Although Morse is known outside of Oregon mainly for his vitreolic attacks on the Johnson administration's war policy, Vietnam is a minor issue here. Packwood has recently emerged as a moderate dove, and while his anti-war credentials don't compare to Morse's that fact isn't enough to build a campaign on.

There is only one issue in this election: Wayne Morse.

He's like the weather: everyone knows him and has an opinion of him. "Wayne Morse?" muttered a brawny teamster over lunch in East Portland yesterday. "I'm tired of that old man." A Reed College girl said, "With his moustache, gray hair and lecture-like speeches, he reminds me of a friendly old uncle--something like uncle Ho."

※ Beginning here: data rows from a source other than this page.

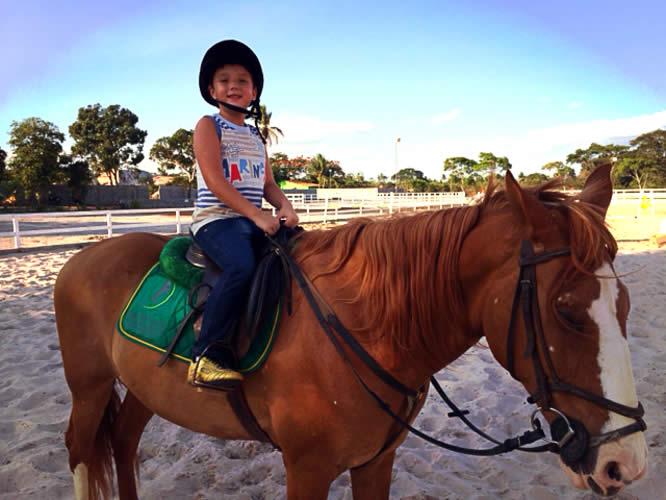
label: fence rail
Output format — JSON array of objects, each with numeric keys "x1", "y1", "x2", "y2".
[{"x1": 0, "y1": 193, "x2": 467, "y2": 250}]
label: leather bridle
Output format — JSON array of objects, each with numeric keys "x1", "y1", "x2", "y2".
[{"x1": 506, "y1": 240, "x2": 647, "y2": 465}]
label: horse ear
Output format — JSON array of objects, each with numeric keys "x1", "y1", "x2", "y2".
[
  {"x1": 578, "y1": 163, "x2": 613, "y2": 217},
  {"x1": 504, "y1": 170, "x2": 547, "y2": 239}
]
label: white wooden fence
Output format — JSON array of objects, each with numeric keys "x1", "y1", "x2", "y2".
[{"x1": 0, "y1": 192, "x2": 467, "y2": 250}]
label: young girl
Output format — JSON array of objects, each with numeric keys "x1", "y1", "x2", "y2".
[{"x1": 187, "y1": 40, "x2": 298, "y2": 390}]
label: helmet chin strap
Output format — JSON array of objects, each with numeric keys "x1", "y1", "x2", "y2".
[{"x1": 215, "y1": 99, "x2": 260, "y2": 119}]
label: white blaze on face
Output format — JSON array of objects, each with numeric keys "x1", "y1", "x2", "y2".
[{"x1": 588, "y1": 264, "x2": 638, "y2": 432}]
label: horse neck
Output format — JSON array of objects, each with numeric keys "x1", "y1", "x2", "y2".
[{"x1": 300, "y1": 207, "x2": 478, "y2": 379}]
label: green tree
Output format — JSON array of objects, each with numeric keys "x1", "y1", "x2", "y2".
[
  {"x1": 377, "y1": 172, "x2": 389, "y2": 186},
  {"x1": 69, "y1": 104, "x2": 147, "y2": 184},
  {"x1": 305, "y1": 154, "x2": 345, "y2": 187},
  {"x1": 474, "y1": 153, "x2": 511, "y2": 178},
  {"x1": 8, "y1": 117, "x2": 65, "y2": 203},
  {"x1": 258, "y1": 104, "x2": 284, "y2": 146},
  {"x1": 342, "y1": 172, "x2": 372, "y2": 188},
  {"x1": 150, "y1": 128, "x2": 197, "y2": 189},
  {"x1": 60, "y1": 155, "x2": 92, "y2": 204},
  {"x1": 566, "y1": 142, "x2": 629, "y2": 180},
  {"x1": 269, "y1": 153, "x2": 310, "y2": 182},
  {"x1": 518, "y1": 172, "x2": 548, "y2": 186},
  {"x1": 541, "y1": 161, "x2": 576, "y2": 182},
  {"x1": 0, "y1": 148, "x2": 7, "y2": 181},
  {"x1": 616, "y1": 129, "x2": 666, "y2": 189},
  {"x1": 391, "y1": 168, "x2": 427, "y2": 191},
  {"x1": 444, "y1": 156, "x2": 477, "y2": 192}
]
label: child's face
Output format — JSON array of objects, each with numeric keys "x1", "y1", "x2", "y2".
[{"x1": 208, "y1": 64, "x2": 257, "y2": 108}]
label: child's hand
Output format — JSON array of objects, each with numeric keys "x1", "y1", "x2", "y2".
[
  {"x1": 277, "y1": 204, "x2": 298, "y2": 227},
  {"x1": 252, "y1": 212, "x2": 280, "y2": 236}
]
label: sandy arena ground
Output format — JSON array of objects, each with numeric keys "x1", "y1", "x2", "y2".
[{"x1": 0, "y1": 213, "x2": 666, "y2": 500}]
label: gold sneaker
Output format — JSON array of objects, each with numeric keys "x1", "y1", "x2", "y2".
[{"x1": 187, "y1": 356, "x2": 243, "y2": 391}]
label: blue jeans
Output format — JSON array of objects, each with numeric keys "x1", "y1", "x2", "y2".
[{"x1": 192, "y1": 217, "x2": 264, "y2": 359}]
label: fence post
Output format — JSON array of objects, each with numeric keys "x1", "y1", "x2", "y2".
[
  {"x1": 12, "y1": 215, "x2": 21, "y2": 248},
  {"x1": 324, "y1": 194, "x2": 328, "y2": 224}
]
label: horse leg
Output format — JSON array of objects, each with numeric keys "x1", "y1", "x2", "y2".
[
  {"x1": 283, "y1": 454, "x2": 341, "y2": 500},
  {"x1": 112, "y1": 391, "x2": 153, "y2": 500},
  {"x1": 350, "y1": 450, "x2": 395, "y2": 500},
  {"x1": 65, "y1": 379, "x2": 120, "y2": 500}
]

To many, Morse represents Oregon's populist past--the rugged, individualistic Oregon of loggers and pioneer farms along the Willamette. "He is the Oregon all Oregonians cherish," one Morse campaign official said yesterday. "They don't want to vote against their own heritage."

Packwood is everything that Morse isn't: he's predictable, pragmatic, somewhat superficial, and in supreme contrast to Morse, bland. As Morse reflects the past, Packwood symbolizes Modern Oregon--the freeways along the Columbia, the Manhattan-like skyscrapers of down-town Portland. Packwood is a progressive Republican, somewhat along the lines of Illinois' Senator Percy. He descends from Oregon's blue-blood establishment, and offers Oregonians a staid, mildly progressive alternative to Morse's turbulent Senate career.

Morse came out of last May's Democratic primary in bad shape. He defeated his hawkish opponent, former Congressman Robert B. Duncan, but only by a razor-thin margin. His vote, less than 50 per cent of the total, was the poorest showing of his political career: even in his most difficult early days, as a Republican Senator who was too liberal for the old guard in his party, Morse never encountered so much opposition.

To counter Packwood and to bring out as many voters as possible, Morse has mobilized one of the strongest political armies in Oregon's history. On all the college campuses McCarthy students have come out to work for Morse's re-election. A few of the McCarthy stalwarts, however, are boycotting Morse as a result of his strong endorsement of Vice President Humphrey. Nevertheless, Morse supporters are counting on McCarthy-style house-to-house campaigning, along with some heavy spending on TV & advertising to pull Oregon's old populist through the toughest campaign he has ever fought.